Please explore Apache Airflow limitations to finalize design for R3
There have been a few concerns raised by Airflow as a generic DAG/orchestration solution for data flow in OSDU. It would be good to capture these issues here and to respond back with observations/solutions so the decision decision can be properly captured.
- Airflow is cloud-native only in GCP, which can make it cumbersome to host in other CSPs where the management of the infrastructure becomes a platform/operator responsibility unlike PaaS solutions.
- With Airflow, it will be quite hard to isolate workflows as the workflows are within the same execution environment. As OSDU approaches "OSDU SaaS" and OSDU for smaller operators where it may be hosted by a SI or CSP, this can make it challenging for multi-tenant deployments.

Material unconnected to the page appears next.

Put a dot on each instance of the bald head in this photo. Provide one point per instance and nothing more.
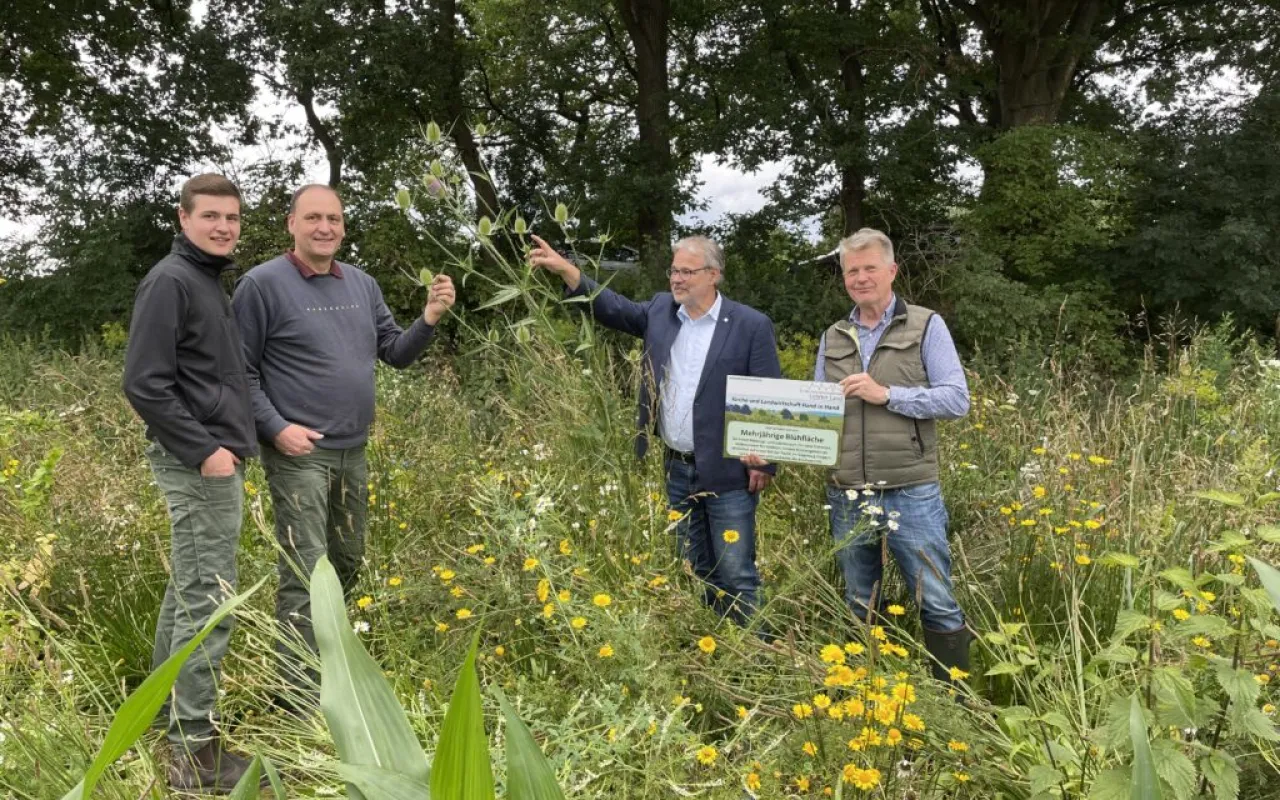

- Airflow DAGs are python only and some parsers and libraries can be Java or C++. Just as a comparison something like Argo which is kubernetes based could help have worksteps in different language/environments as each becomes a separate container instance rather than a python script.
- Airflow apparently has an execution delay between tasks - it is unclear if this is a framework limitation or specific experience of a setup, but perhaps worth capturing to analyze.
- Similarly there are concerns about temporary state/data and an intermediary persistence to hold across DAG worksteps. Beyond what can be held in memory, does Airflow provide a persistable temporary cache for such state?
- Is the Airflow DSL cumbersome to author for ingestion/enrichment workflow providers (ISVs, SIs, operators). In comparison to YAML or other alternatives is this a good choice.
Once the elaboration work is complete, kindly capture this as a LADR for the Data flow project. Thanks for the advice on these issues.